The dilapidated state of the production equipment used on the show and described in the book is accurate. Most of it, painted in clumsy khaki, was military surplus. The high drum riser that makes it impossible, during the rehearsals, for Billy Tuck to hear his band-mates actually happened to Jerry Allison when Buddy Holly and the Crickets appeared on the show. The Crickets appeared and performed with that handicap. The Sparrows explain things to the set designer (who was the actual set designer) Bill Bohnert.  Bohnert muses aloud about an earlier drummer whose complaints about the same issue were disregarded.  He’s thinking of Jerry Allison.

All the incidents and preparations described in Sidereal Days were fact-based and realistic.  The man who chauffeured the Sparrows around, “Louis Savarese” was a real person and an actual chauffeur.  His appearance in Sidereal Days and his claim to fame is the fact that in February 1964, it was Louis Savarese who chauffeured The Beatles aroundNew York.

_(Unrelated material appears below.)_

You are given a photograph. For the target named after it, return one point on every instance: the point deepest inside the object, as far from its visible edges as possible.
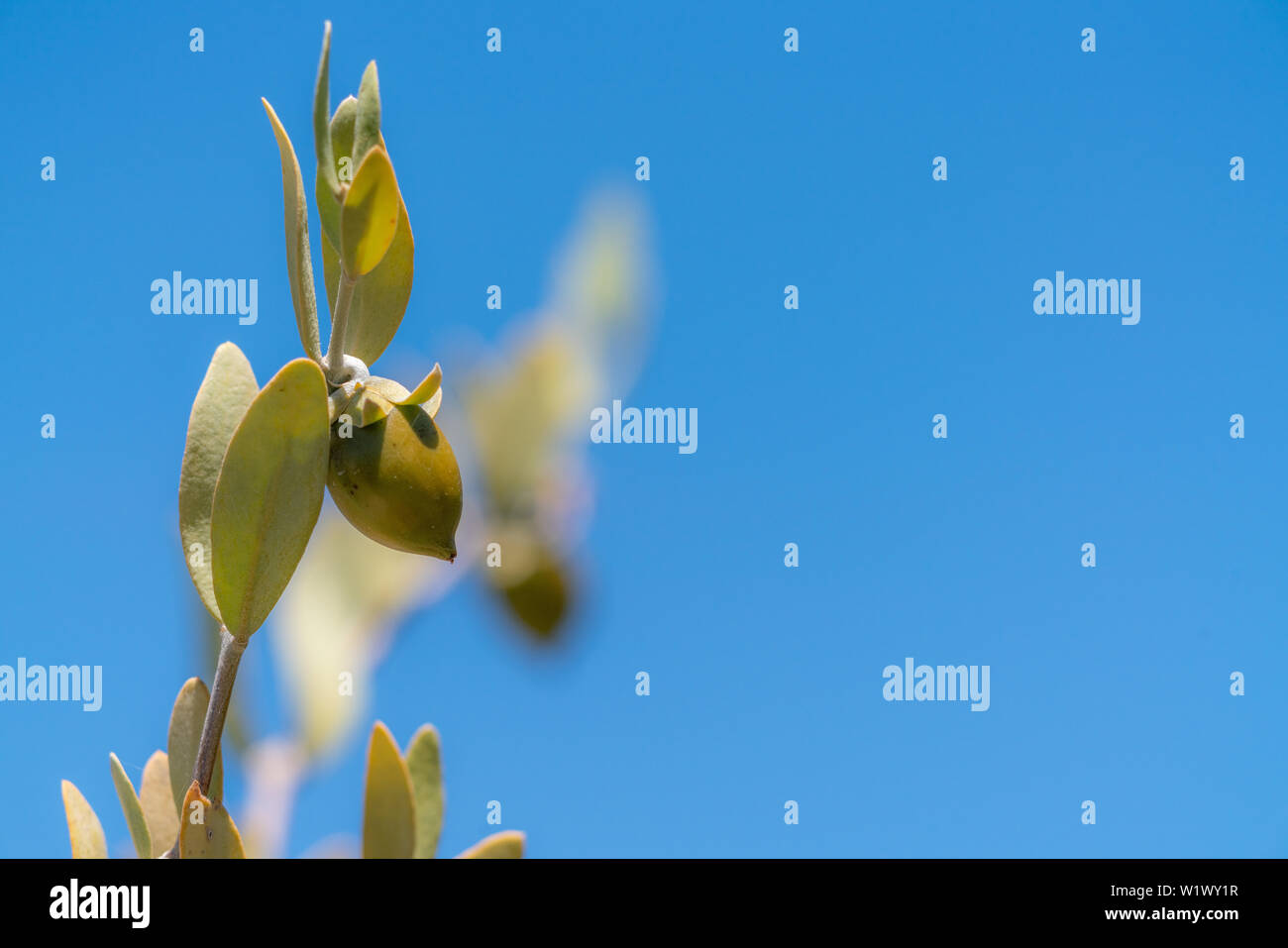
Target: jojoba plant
(250, 489)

Speaking of The Beatles… While their first appearance on The Ed Sullivan Show is pretty familiar to most of us and has been seen by most of us somewhat recently, it’s a real education to see a rerun of the ENTIRE Ed Sullivan Show. We hear what a jolt the appearance of The Beatles was to the culture of the day. But to see their performance in the context of the rest of the show—including the TV ads and the other acts—is to witness one era being snapped shut like a cheap suitcase and carried out the door.  An amazing and instantaneous transformation.